Werden beim Winzersekt, beim Lagensekt oder beim Jahrganssekt (Millésimé in Frankreich, Vintage im englischen) aus besonderen Anbaugebieten vorwiegend Rieslingtrauben verwendet, so sind es beim Champagner reinsortig oder in Cuvées gemischt verwendete Chardonnay, Pinot noir und Pinot meunierTrauben. Ein Blanc de blancs ist ein Weisswein aus weissen Trauben, ein Blanc de Noirs ein Schaumwein aus nur Roten Trauben, z.B. einen reinsortigen Pinot noir. Beim Sekt, auch wenn er rechtmässig als Deutscher Sekt deklariert wird, dürfen bis zu 100% Grundweine jeder Art aus der gesamten EU und aus Rumänien verwendet werden.
Der Name Sekt kommt übrigens vom englischen Sack, wo er für einen ursprünglich trockenen Wein, vino seco, aus Spanien verwendet wurde und geht zurück auf das lateinische siccus, trocken. Kam um 1640 als Seck nach Berlin, wo es angeblich im November 1852 in der Gaststätte Lutter und Wegener zum erstenmal falsch verwendet wurde: Statt nach dem allabendlich gewohnten Champagner rief Schaupieler Ludwig Devrient, offenbar noch: „Bring mir Sekt, Bube – ist keine Tugend mehr auf Erden“. Der Kellner brachte den gleichen Schauwein wie immer, Champagner.

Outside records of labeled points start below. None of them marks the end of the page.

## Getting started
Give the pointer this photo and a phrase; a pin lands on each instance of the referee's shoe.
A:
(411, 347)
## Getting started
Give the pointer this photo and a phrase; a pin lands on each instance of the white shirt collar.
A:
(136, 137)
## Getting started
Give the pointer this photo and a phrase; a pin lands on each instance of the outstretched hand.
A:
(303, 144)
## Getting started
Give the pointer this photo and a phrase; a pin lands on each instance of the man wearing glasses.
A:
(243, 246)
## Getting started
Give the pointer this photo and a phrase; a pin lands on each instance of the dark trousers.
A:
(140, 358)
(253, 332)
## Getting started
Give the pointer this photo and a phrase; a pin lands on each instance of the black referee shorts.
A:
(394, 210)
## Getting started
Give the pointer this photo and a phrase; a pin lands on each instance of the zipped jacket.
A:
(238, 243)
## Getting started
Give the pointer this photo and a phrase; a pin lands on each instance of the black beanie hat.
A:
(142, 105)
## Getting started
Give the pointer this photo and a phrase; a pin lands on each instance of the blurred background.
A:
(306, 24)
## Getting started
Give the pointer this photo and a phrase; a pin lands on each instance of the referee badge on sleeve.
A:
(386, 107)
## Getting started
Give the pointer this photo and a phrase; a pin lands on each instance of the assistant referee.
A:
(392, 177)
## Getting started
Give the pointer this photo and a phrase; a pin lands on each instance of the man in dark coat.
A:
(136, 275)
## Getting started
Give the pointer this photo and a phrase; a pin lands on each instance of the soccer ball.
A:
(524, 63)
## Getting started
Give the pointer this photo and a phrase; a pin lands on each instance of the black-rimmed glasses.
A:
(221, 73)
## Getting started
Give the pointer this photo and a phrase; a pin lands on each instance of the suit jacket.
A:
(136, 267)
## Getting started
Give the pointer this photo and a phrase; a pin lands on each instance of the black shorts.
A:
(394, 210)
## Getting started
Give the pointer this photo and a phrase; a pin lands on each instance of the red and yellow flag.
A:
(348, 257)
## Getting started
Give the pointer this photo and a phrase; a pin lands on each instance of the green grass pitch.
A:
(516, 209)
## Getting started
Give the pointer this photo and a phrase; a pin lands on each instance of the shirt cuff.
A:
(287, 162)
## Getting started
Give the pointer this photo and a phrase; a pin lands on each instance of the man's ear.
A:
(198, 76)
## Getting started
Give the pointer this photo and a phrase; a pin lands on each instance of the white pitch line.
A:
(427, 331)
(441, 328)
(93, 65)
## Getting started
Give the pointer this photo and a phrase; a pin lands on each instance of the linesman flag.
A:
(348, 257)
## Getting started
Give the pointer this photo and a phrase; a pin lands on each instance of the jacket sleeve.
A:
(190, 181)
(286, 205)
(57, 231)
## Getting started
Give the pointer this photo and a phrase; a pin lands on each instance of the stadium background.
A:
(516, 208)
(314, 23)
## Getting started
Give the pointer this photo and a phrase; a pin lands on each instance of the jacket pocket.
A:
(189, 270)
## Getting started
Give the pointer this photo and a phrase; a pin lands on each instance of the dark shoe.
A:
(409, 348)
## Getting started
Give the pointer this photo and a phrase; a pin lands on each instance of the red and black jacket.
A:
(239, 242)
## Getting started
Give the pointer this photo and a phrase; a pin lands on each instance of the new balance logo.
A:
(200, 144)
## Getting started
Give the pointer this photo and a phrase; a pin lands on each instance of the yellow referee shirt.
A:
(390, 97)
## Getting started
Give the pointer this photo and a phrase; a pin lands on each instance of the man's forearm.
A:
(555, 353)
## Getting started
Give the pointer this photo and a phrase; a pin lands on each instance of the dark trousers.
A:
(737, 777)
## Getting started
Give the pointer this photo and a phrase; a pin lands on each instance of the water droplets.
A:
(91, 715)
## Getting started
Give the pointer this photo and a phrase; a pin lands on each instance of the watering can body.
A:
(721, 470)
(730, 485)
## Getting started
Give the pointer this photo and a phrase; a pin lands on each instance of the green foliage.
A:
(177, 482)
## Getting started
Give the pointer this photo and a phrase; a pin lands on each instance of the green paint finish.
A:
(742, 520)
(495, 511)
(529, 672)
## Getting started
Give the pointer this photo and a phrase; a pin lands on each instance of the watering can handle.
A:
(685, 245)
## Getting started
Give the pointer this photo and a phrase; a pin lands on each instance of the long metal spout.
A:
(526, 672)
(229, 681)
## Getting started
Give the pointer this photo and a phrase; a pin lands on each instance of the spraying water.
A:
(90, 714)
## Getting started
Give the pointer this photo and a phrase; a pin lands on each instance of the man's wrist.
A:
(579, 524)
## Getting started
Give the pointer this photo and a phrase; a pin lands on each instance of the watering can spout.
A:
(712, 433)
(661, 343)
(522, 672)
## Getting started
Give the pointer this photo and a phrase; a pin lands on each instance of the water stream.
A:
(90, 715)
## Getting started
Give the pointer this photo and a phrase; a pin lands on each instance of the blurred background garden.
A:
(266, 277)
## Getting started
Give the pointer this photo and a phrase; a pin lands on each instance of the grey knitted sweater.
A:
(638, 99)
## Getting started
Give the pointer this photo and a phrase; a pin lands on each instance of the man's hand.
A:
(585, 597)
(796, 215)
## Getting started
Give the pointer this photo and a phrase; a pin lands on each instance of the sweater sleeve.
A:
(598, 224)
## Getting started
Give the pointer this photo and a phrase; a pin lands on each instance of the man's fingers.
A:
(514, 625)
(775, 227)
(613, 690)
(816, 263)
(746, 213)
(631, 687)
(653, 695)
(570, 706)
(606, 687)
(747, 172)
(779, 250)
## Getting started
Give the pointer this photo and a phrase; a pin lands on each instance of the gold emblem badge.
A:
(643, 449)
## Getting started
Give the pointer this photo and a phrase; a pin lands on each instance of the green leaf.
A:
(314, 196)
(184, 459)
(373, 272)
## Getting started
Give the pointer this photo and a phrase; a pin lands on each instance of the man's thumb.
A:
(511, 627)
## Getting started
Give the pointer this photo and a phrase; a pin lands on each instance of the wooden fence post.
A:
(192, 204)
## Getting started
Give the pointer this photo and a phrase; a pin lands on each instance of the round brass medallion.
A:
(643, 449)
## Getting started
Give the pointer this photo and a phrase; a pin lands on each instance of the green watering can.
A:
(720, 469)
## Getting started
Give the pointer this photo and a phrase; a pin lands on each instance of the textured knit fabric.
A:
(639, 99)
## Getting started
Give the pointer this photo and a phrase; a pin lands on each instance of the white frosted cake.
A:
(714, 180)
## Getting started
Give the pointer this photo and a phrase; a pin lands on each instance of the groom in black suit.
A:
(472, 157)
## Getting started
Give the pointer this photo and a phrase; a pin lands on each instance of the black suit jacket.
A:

Regeln für Schaumweintrinker: Kühl lagern und servieren mit 6-9°, Tulpengläser, keine Schalen, keine Reste von Spülmitteln, Eis nur im Kühler, niemals im Glas, Flasche beim Öffnen schräg halten, Korken mit sanftem Plopp rausdrehen (sog. Engelsfurz), nicht mit dem Quirl die Bläschen auflösen – es hat genug Mühe gekostet, sie hinein zu bringen, innerhalb eines Jahres trinken, nur Jahrgangsweine lagern.